Ein weiterer Punkt, der dafür steht, sich die wissenschaftlichen Namen einzuprägen wäre, dass im Handel größtenteils eben mit jenen Bezeichnungen gearbeitet wird. Der Grund liegt darin, dass sehr viele Fische, Garnelen, Schnecken, Pflanzen und dergleichen importiert werden – sei es von großen ausländischen Zuchtfarmen oder als Wildfänge. Die im Ausland arbeiten daher ausschließlich mit den wissenschaftlichen Namen, denn sie liefern ja nicht nur nach Deutschland, sondern auch in andere Länder und da würde es den Rahmen mehr als sprengen, wenn sie für jede Art noch den jeweiligen umgangssprachlichen Namen eintragen würden.

Bei den wissenschaftlichen Namen gibt es zwar auch immer wieder mal Änderungen, unter anderem wenn eine neue Gattung eingeführt wurde oder weil eine Art vorher schon mal beschrieben war oder es lag einfach eine falsche Bestimmung vor. So wurden zum Beispiel die Algengarnelen Neocaridina heteropoda vor einiger Zeit zu Neocaridina davidi umbenannt oder der Orangesaumbuntbarsch Aequidens rivulatus in eine neue Gattung überführt, weshalb er nun Andinoacara rivulatus heißt. Letztenendes bekommt man jedoch sowohl mit der alten als auch mit der neuen Bezeichnung immer ausreichend Infos und eine Verwechslung ist so gut wie ausgeschlossen.

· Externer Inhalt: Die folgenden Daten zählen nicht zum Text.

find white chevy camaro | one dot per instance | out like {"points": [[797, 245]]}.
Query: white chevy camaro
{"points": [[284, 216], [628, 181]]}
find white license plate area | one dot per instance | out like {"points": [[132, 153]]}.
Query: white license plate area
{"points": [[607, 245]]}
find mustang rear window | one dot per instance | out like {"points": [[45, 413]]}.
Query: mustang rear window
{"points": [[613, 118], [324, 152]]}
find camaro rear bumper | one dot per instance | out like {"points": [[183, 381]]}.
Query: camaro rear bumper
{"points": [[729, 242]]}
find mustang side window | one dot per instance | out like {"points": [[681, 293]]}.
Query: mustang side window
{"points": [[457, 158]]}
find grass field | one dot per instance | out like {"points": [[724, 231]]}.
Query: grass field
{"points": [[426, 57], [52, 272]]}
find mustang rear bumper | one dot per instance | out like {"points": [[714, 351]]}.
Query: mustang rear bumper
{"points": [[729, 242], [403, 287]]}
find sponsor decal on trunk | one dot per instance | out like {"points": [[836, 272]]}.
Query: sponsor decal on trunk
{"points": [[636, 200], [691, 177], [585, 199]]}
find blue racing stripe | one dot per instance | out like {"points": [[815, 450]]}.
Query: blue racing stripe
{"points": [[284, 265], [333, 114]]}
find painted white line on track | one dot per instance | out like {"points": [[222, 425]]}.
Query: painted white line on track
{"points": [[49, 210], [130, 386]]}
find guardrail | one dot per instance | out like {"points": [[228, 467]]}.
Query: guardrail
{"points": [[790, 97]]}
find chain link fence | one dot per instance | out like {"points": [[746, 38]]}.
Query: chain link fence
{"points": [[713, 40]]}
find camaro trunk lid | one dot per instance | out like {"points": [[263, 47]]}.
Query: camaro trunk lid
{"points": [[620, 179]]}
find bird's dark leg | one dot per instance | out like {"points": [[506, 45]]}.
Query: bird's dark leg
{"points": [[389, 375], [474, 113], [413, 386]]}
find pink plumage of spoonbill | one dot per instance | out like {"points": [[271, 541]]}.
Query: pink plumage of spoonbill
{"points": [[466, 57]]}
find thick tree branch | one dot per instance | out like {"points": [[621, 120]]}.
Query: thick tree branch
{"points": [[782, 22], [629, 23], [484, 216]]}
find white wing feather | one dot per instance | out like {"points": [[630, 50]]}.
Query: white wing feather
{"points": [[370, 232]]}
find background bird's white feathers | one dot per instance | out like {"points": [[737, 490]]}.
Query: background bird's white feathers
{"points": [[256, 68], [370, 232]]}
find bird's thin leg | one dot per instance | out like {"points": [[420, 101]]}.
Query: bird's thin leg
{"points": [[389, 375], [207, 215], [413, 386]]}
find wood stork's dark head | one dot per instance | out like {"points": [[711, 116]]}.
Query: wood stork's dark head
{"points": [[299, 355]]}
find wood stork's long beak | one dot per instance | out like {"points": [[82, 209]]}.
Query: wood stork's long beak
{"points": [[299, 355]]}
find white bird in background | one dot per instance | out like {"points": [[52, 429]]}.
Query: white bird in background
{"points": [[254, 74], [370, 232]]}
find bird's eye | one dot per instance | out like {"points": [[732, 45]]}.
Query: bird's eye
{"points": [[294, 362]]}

Wir haben es uns auf jedenfall angewöhnt, wenigstens einmal im Textverlauf die deutsche als auch die wissenschaftliche Bezeichnung anzugeben und achten besonders bei Gesprächen mit Anfängern darauf, dass sie mit den wissenschaftlichen Namen vertraut werden. Wir verstehen natürlich, dass die sich oft nur schwer merken lassen – ging uns ja auch nicht anders, zumal man gerade am Anfang mit sovielen Infos überschüttet wird, dass man den Wald vor lauter Bäume nicht mehr sieht, aber mit der Zeit wird das schon leichter. Hilfreich dabei ist, wenn man die Namen ein paar mal ausspricht und sich neben dem Aquarium oder im Unterschrank einen Zettel hinterlegt, auf dem man von den vorhandenen Pflanzen und Tieren die vollständigen Bezeichnungen notiert.